Wieder kein Befreiungsschlag
Die Stichwahl um das Präsidentenamt galt als richtungsweisend in der Frage, ob sich Moldau künftig eher Moskau oder Brüssel zuwendet. Das Resultat lässt das proeuropäische Lager erleichtert aufatmen. Doch wieder misslingt ihm der grosse Befreiungsschlag. Zu knapp ist das Ergebnis, als dass die Regierung damit euphorisch Richtung Brüssel aufbrechen könnte.
Die Regierung in Chisinau wirft Russland massive Einmischung vor. Der Kreml hatte ähnliche Vorwürfe beim ersten Wahlgang zurückgewiesen und Beweise verlangt. Freilich gibt es wieder zahlreiche Hinweise auf Stimmenkauf und Wahlmanipulation von prorussischer Seite. Die Behörden sprechen von «Provokationen und Versuchen der Destabilisierung».

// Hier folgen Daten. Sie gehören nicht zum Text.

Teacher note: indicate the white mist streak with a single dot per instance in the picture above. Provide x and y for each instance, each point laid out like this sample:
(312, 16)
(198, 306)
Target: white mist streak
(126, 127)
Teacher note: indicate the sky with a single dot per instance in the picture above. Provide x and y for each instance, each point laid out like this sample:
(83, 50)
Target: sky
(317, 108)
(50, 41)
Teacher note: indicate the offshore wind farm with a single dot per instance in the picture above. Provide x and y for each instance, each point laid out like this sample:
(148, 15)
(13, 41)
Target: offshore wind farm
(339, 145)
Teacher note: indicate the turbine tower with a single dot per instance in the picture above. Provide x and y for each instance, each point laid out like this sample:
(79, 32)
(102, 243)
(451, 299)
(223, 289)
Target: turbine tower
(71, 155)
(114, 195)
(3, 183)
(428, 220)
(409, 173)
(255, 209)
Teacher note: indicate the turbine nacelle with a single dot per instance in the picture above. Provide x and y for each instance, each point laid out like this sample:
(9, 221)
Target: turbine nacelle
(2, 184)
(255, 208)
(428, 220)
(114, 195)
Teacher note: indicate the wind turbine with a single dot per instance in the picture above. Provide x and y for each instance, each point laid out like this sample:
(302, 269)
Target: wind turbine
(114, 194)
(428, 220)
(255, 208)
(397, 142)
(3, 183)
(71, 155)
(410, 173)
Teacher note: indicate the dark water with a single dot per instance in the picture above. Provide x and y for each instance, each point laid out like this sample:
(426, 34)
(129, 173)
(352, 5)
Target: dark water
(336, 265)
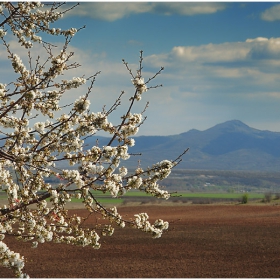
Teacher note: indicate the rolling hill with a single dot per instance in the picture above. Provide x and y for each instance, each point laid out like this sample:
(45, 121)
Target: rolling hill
(231, 145)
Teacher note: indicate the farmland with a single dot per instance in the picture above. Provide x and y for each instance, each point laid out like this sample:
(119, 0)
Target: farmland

Wählerinnen und Wähler seien organisiert in Stimmlokale gefahren oder mit Gutscheinen zur Abstimmung motiviert worden – beides ist laut Wahlgesetz verboten. Zudem gab es bei den Stimmabgaben im Ausland auch falsche Bombenalarme und Cyberattacken.
Die Angst vor Moskau
Doch selbst wenn sich die Vorwürfe bestätigen sollten: Ein grosser Teil der Menschen in der Republik Moldau hat offenbar keine Lust, Teil der Europäischen Union zu werden. Befürchtet werden etwa Preise wie in Westeuropa und der Zorn des Kremls. Seit Beginn des russischen Krieges gegen die Ukraine befürchten viele Moldauer, dass Moskau ihr Land als Nächstes angreifen könnte.
Die Republik Moldau hat rund 2.5 Millionen Einwohner und ist traditionell zwischen Europa und Russland hin- und hergerissen. Das dürfte nach dieser Wahl vorläufig so bleiben.